さらに、被害・加害児童に対する定期的な相談活動とともに、定期的に被害児童保護者と連絡を取ります。
[コメント]
この回答は、自分一人で抱え込まず、謙虚な態度で取り組みの方針を伝えようとしています。学校の問題として受け止めながら、学級で具体的な指導をしようとしています。このように被害・加害児童と保護者への聞き取りや指導について手順や留意点を、自分なりに整理しておくとよいでしょう。
×回答
電話でどのようないじめを受けているのかを聞き取ります。
次に、加害者といわれる子から話を聞きます。いじめられているという子には、小さなことを気にしないで強くなるように指導します。保護者にも子供同士の遊びにはよくあることなのであまり気にせず、子供を励ますように話します。今後、様子を見ていつまでも続くようなら学級全体の指導をします。
[コメント]
いじめが大きな社会問題になって久しく、いじめ根絶は緊急を要する教育課題です。そんな今、この回答はいじめに対する認識のなさがはなはだしく、非常に残念です。もう一度、なぜ、いじめがなくならないのか、学び直した方がよいでしょう。
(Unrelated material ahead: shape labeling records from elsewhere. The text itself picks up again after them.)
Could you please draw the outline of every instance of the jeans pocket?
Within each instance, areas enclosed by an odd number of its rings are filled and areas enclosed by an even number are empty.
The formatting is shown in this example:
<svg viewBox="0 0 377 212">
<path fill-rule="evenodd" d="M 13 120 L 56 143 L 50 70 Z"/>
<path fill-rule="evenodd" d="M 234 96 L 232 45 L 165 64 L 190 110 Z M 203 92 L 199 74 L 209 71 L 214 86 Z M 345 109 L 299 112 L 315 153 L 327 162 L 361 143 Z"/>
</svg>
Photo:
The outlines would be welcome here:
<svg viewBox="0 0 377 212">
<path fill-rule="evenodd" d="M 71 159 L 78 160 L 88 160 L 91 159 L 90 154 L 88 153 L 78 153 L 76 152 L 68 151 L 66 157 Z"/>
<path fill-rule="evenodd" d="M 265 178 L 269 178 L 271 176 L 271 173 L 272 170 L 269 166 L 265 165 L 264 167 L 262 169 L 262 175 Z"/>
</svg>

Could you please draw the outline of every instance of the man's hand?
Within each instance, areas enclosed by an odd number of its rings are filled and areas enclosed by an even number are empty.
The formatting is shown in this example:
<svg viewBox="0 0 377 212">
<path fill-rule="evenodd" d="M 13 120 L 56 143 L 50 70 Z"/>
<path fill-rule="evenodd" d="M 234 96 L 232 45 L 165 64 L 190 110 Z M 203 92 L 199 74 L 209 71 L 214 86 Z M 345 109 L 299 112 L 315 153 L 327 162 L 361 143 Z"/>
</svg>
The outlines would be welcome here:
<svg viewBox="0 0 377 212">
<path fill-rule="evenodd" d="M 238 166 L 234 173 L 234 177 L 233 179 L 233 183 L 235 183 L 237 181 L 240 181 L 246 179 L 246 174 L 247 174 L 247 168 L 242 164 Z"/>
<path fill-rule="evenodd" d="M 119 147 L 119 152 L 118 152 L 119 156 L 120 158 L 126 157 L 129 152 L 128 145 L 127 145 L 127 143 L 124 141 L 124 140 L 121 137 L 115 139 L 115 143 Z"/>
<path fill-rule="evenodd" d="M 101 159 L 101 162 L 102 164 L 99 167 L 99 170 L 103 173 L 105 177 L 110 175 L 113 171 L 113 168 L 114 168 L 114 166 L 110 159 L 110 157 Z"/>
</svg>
いじめ対応に関する具体的な対応や聞き取りの方法については、文科省や各教育委員会のホームページに掲載されている「いじめ根絶」の資料を参考にするとよいでしょう。教育現場を目指す人の必読資料の一つです。ぜひ熟読してあなたの考えを整理しておきましょう。そして、模擬解答を書いて推敲(すいこう)することを勧めます。